Para pendukung penggunaan gas menyatakan bahwa bahan bakar ini lebih ramah lingkungan dibandingkan batu bara, sehingga akan menjadikannya sumber energi yang ideal di tengah penantian teknologi energi terbarukan (RE) di Filipina. Namun mereka gagal untuk menekankan bahwa gas juga merupakan bahan bakar fosil yang diimpor, sehingga harganya sangat fluktuatif terhadap tren pasar global. Volatilitas ini terlihat dari dampak konflik Rusia-Ukraina yang berdampak pada pasokan energi global dan menyebabkan kenaikan harga bahan bakar fosil.

Faktanya adalah bahwa arah kebijakan yang mendukung ekspansi gas untuk menggantikan batu bara tidak sejalan dengan aksi iklim. Filipina tidak dapat memenuhi target yang ditetapkan sendiri yaitu 50% pangsa energi terbarukan dalam bauran energi pada tahun 2040 jika hal ini terus berlanjut, terutama dengan pembangkit listrik tenaga gas yang mempunyai umur dua hingga tiga dekade. Hal yang sama juga berlaku untuk target pengurangan emisi gas rumah kaca sebesar 75% dalam dekade ini, seperti yang dijanjikan dalam Kontribusi Nasional.
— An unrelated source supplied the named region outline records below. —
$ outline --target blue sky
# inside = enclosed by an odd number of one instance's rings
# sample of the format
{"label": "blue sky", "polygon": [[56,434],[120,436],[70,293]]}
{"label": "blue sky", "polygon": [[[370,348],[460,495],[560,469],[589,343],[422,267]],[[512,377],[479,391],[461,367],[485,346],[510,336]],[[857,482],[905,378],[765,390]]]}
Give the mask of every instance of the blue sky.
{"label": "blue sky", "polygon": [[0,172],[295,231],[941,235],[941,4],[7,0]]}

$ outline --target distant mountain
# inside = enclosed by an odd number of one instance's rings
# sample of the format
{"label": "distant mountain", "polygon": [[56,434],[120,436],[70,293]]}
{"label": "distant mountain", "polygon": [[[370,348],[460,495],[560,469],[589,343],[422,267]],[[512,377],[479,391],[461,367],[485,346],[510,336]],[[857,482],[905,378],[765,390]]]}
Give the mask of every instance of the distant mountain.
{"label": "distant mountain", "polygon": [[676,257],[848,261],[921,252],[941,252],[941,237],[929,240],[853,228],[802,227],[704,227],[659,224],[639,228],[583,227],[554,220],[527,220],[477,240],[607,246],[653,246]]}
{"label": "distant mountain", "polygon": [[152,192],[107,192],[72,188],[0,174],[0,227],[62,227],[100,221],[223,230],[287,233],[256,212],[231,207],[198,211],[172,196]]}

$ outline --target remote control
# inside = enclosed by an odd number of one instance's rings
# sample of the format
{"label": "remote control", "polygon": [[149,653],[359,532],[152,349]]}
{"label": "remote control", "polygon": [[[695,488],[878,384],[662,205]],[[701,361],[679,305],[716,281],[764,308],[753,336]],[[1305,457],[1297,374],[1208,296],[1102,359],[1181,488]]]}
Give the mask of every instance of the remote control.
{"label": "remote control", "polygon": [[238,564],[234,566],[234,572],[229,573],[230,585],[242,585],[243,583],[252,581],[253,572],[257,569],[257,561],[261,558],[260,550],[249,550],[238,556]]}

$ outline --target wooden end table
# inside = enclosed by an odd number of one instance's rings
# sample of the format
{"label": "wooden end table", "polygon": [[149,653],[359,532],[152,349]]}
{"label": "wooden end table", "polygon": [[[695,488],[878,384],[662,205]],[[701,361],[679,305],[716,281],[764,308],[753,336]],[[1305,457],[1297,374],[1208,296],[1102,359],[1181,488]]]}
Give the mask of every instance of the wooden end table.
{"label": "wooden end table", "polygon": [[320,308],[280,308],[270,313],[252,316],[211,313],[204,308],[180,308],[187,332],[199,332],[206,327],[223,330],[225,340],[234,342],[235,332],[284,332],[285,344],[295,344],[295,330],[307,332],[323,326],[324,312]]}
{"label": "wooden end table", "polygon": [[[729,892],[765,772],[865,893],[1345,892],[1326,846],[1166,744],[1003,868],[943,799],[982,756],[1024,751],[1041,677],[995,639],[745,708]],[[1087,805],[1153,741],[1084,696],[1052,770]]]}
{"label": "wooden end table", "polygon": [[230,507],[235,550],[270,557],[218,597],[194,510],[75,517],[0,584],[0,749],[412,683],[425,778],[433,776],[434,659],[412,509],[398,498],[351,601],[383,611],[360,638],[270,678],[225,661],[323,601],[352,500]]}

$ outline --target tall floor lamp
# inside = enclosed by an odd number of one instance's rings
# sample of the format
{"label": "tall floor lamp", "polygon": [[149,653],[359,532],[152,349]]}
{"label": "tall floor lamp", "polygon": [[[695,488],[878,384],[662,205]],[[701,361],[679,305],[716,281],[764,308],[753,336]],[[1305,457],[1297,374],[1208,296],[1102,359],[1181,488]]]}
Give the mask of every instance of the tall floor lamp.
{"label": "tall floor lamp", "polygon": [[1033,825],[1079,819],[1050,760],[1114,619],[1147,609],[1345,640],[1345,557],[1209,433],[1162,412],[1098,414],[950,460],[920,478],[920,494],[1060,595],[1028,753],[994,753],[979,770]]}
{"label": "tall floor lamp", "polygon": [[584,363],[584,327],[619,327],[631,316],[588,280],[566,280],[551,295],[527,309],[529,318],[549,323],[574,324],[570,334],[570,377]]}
Ekspansi gas juga tidak sejalan dengan transisi yang adil, karena perannya dalam menyebabkan krisis iklim saja sudah menyebabkan dampak sosial dan ekonomi yang negatif terhadap jutaan masyarakat Filipina. Risiko yang ditimbulkan oleh pembangunan dan pengoperasian beberapa pabrik, terminal, dan jaringan pipa terhadap masyarakat dan ekosistem di sekitarnya, terutama jika peraturan kepatuhan lingkungan tidak diterapkan dengan benar, hanya akan menambah beban masyarakat.

Pemerintah saat ini perlu menerapkan kebijakan yang koheren dan berkomitmen untuk mengakhiri era dominasi bahan bakar fosil. Implementasi yang tepat dari undang-undang utama seperti UU EBT dan UU Efisiensi dan Konservasi Energi, serta perbaikan kondisi pasar untuk investasi dalam pengembangan EBT merupakan salah satu langkah prioritas yang akan dilakukan dalam beberapa tahun ke depan.

Para pembuat kebijakan harus menghindari kesalahan dalam berpikir bahwa keputusan-keputusan tersebut dapat diambil berdasarkan pandangan dan sikap tradisional. Untuk mencapai masa depan berkelanjutan yang benar-benar layak diterima oleh masyarakat Filipina tidak hanya memerlukan transisi, namun juga transisi yang adil.

Sayangnya, pemerintahan saat ini mengabaikan hal tersebut. – Rappler.com

John Leo Algo adalah wakil direktur eksekutif untuk program dan kampanye Living Laudato Si’ Filipina dan anggota Aksyon Klima Pilipinas dan Kelompok Penasihat Pemuda untuk Keadilan Lingkungan dan Iklim di bawah UNDP di Asia dan Pasifik. Ia telah menjadi jurnalis iklim dan lingkungan sejak 2016.